Taking the Waters
Although known to the Romans, the importance of the spa in Britain as a holiday resort was not fully realised until the end of the nineteenth century when the railways came to town. The railway station in Llandrindod was opened in 1865, although there was very little else at the town at that time. The main growth of the town began to take place from the 1870s onwards when it played host to increasing numbers of visitors - not all of them in search of a cure, as there were plenty of other entertainments.
There were sulphuretted springs available at The Old Pump House Hotel and in the Rock Park, first discovered in 1867.
". . . peculiar hissing sound. So great was the quantity of sulphuretted hydrogen gas given off, that it rose in a quick succession of bubbles to the surface of the water, and upon applying a lighted match to them they exploded with a slight blue flame, somewhat to the consternation of the workmen employed, who, from this fact, concluded that the source of the spring was from a region not usually mentioned in polite society. . . ."

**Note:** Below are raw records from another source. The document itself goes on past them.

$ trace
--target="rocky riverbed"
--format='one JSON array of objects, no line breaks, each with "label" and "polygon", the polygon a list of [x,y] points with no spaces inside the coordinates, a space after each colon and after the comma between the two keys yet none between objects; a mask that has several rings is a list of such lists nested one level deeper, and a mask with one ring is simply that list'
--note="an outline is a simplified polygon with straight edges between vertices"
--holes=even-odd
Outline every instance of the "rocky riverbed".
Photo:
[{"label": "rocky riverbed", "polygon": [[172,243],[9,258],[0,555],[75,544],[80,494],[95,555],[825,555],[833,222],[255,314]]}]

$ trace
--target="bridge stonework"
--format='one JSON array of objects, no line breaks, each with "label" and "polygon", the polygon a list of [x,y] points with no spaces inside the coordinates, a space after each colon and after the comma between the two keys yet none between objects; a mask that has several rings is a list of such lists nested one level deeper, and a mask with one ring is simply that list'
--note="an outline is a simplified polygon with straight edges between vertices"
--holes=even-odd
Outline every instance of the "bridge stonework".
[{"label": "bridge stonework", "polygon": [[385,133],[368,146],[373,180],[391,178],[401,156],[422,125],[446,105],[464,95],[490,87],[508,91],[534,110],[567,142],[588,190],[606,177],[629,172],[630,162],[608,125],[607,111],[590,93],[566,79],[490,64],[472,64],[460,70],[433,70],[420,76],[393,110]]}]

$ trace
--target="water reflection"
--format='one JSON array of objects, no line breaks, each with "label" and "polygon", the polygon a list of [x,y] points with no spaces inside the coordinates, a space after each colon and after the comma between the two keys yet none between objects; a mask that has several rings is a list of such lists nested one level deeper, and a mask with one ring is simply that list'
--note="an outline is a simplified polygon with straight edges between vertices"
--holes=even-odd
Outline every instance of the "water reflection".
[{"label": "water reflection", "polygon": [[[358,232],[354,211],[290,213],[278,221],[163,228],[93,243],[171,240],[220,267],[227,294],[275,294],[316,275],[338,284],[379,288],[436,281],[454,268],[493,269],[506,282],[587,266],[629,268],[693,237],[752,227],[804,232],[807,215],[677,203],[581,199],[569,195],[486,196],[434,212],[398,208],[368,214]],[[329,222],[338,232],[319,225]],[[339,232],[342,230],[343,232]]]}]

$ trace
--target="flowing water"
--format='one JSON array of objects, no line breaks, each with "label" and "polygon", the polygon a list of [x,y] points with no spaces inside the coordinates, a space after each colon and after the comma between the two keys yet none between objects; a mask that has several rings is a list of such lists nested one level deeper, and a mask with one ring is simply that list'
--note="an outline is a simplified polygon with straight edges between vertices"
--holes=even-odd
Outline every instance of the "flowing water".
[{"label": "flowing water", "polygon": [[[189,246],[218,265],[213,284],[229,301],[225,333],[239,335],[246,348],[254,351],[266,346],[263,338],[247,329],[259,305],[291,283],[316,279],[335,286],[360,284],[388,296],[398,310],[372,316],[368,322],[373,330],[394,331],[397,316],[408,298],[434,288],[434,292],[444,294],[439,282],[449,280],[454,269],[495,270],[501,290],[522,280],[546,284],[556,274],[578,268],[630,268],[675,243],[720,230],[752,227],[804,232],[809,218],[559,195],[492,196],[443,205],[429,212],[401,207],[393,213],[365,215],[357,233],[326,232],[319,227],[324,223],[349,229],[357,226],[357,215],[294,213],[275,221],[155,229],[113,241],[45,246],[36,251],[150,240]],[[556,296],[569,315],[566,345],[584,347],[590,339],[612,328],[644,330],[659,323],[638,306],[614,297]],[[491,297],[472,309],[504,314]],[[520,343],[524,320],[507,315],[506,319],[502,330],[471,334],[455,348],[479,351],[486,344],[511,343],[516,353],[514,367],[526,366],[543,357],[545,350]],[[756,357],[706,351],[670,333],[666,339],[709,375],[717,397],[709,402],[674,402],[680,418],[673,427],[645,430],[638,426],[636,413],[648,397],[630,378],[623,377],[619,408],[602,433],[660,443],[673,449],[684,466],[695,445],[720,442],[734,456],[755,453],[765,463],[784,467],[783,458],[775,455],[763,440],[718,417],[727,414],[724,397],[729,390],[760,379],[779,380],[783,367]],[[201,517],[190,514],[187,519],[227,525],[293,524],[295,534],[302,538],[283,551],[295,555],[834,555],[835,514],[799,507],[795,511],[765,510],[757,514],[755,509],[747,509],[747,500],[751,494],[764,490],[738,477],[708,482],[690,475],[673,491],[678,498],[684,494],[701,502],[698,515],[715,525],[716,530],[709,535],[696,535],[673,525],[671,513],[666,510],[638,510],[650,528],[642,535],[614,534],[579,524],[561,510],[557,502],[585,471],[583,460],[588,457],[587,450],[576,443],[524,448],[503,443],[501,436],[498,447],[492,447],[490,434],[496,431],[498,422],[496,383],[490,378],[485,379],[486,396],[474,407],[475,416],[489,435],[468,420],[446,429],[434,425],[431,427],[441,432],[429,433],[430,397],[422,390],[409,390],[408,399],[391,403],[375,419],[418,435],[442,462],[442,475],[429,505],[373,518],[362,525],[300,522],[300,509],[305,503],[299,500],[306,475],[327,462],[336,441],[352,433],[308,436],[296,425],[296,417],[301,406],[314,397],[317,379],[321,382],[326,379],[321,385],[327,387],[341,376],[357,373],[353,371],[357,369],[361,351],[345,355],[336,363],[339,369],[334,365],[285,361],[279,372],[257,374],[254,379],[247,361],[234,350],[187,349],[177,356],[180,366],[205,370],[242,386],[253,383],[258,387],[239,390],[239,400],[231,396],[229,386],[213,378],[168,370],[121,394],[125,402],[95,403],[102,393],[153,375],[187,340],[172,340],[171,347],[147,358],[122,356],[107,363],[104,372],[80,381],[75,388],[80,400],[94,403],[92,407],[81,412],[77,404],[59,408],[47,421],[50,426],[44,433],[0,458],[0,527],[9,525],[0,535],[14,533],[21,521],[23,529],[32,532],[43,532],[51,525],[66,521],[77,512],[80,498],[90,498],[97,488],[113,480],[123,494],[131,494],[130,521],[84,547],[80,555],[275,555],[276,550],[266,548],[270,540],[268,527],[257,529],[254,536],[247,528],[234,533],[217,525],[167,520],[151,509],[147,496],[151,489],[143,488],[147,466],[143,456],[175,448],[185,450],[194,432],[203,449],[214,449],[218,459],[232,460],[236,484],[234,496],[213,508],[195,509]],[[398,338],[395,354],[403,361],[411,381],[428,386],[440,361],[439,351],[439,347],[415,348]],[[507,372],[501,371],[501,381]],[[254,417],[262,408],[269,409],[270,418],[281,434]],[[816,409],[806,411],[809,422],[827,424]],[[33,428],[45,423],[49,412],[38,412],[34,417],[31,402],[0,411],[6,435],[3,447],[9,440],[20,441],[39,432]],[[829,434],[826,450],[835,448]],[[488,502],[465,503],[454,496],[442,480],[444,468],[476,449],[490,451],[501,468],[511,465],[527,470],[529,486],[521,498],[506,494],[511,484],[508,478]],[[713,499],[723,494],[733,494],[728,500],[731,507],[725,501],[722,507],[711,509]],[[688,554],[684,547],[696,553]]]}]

Taking these waters was considered to confer a wide variety of health benefits. Dr Bowen Davies, a noted doctor in Llandrindod, wrote:
General Observations on Sulphuretted Waters.
Both these springs are probably produced by the action of water upon
the metallic suphurets. These absorb oxygen from the water and part
with sulphur, and this unites with the hydrogen of the water to form
sulphuretted hydrogen gas, which remains in solution.
and the sulpheretted water could be taken internally or could be used as a bath or shower.